9 dicembre 2011

No mobbing se si utilizzano espressioni scortesi

Rigettato il ricorso di un dipendente che lamentava di subire espressioni scortesi in un contesto aziendale caratterizzato da rapporti informali

Autore: Redazione Fiscal Focus
Premessa – Il Tribunale di Milano, con sentenza n. 5286 del 7 novembre 2011, ha stabilito che non costituisce mobbing la condotta dell’amministratore delegato che si rivolge a un dipendente rimproverandolo con termini scortesi e incivili al fine di sollecitarlo a una maggiore produttività in un contesto aziendale caratterizzato da rapporti informali anche se in tale ambiente il dipendente accusa un disagio psico-fisico.

La vicenda – Il dipendente, in data 29 novembre 2010, depositava ricorso perché lamentava di aver subito situazioni di mobbing a causa di alcuni insulti ed intemperanze rivolti nei suoi confronti da parte dell’amministratore delegato della società in occasione di alcune riunioni ed incontri di lavoro con la finalità, a suo dire, di isolarlo ed escluderlo dal contesto aziendale. Ad avviso del ricorrente, tale finalità sarebbe stata raggiunta in data 17 giugno 2010, ovvero nel momento in cui il dipendente ha accusato un infarto da attribuire, secondo il suo punto di vista, alle condotte inappropriate dell’amministratore delegato.

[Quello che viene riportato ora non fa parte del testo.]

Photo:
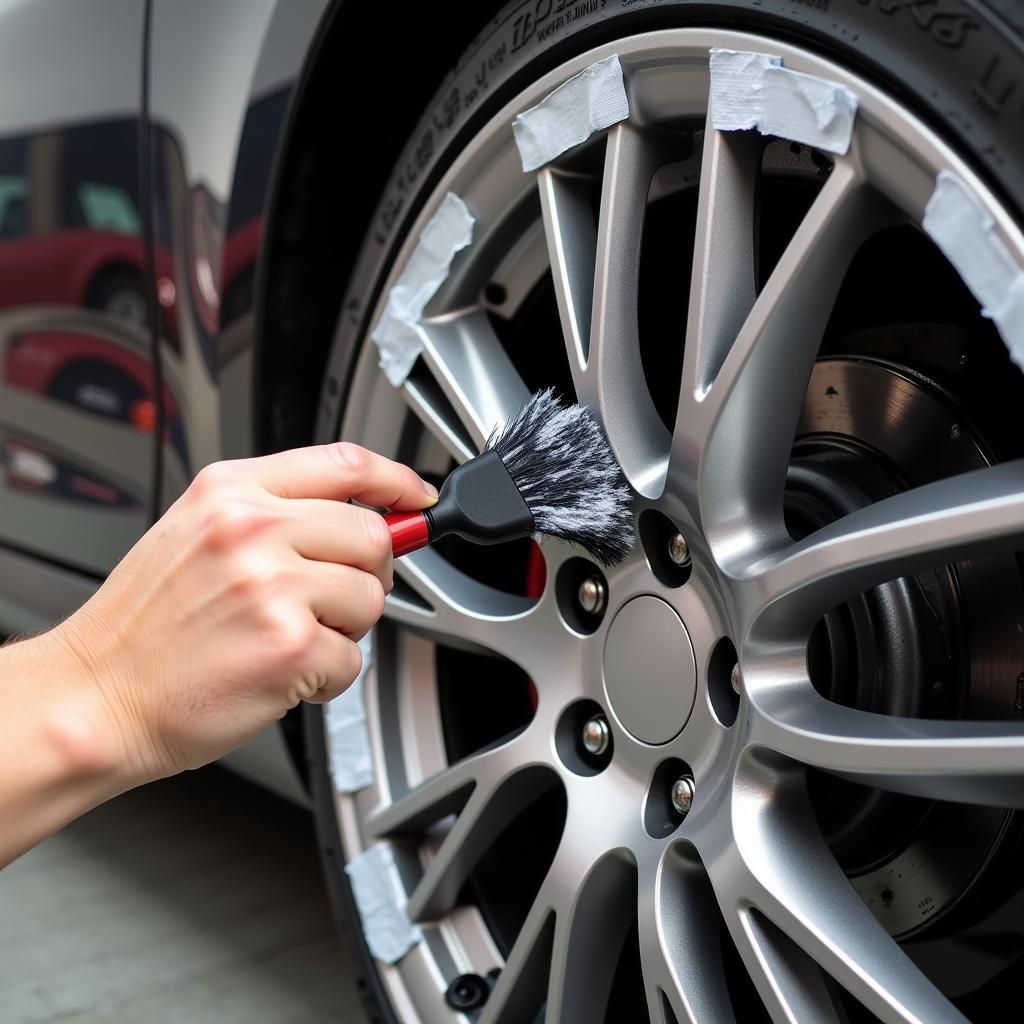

Il mobbing – Poiché il mobbing non ha una propria autonoma dignità giuridica, il Tribunale di Milano per decidere la controversia ha fatto esplicito riferimento alla Corte di cassazione n. 4774/2006, la quale stabilisce che esso consiste in: “una fattispecie di danno derivante da una condotta del datore di lavoro protratta nel tempo e con le caratteristiche della persecuzione, finalizzata all’emarginazione del lavoratore”. Gli elementi caratterizzanti di questo comportamento sono:
- la protrazione nel tempo della condotta attraverso una molteplicità di atti, sia giuridici, sia materiali, che, se considerati singolarmente, possono essere anche legittimi;
- la volontà dell’agente, che riconduce tali atti a un disegno unitario volto alla persecuzione o all'emarginazione del dipendente;
- il conseguente danno per la vittima, che può concretizzarsi in una lesione della sua sfera professionale, sessuale, morale, psicologica o fisica.

La sentenza – Innanzitutto, occorre sottolineare che dall’istruttoria esperita emergeva chiaramente come l’amministratore della società fosse aduso a non curare particolarmente la forma delle sue comunicazioni, utilizzando più volte termini inappropriati e volgari. Occorre evidenziare però che, in generale, le comunicazioni e i rapporti all’interno dell’azienda avevano un tenore piuttosto informale e anche il ricorrente si rivolgeva con espressioni gergali ai propri colleghi, ivi incluso lo stesso amministratore delegato. Passando a esaminare la sentenza in questione, il Tribunale di Milano ha ritenuto che gli elementi costitutivi della fattispecie di mobbing non potevano considerarsi sussistenti in quanto non sarebbe stata in alcun modo provata l’esistenza di un disegno persecutorio elaborato e a tal fine perseguito dalla società e, in particolar modo, dal suo amministratore delegato, in danno del dipendente. Pertanto, il giudice ha rilevato che l’utilizzo occasionale di termini scortesi, non possono essere considerati di per sé elementi di una condotta mobbizzante, in quanto non finalizzati alla persecuzione o all’emarginazione del dipendente dall’ambiente lavorativo, specie se adoperati da soggetti propensi all’utilizzo di un linguaggio informale. In definitiva, il ricorso del dipendente è stato rigettato, con compensazione integrale delle spese di giudizio tra le parti.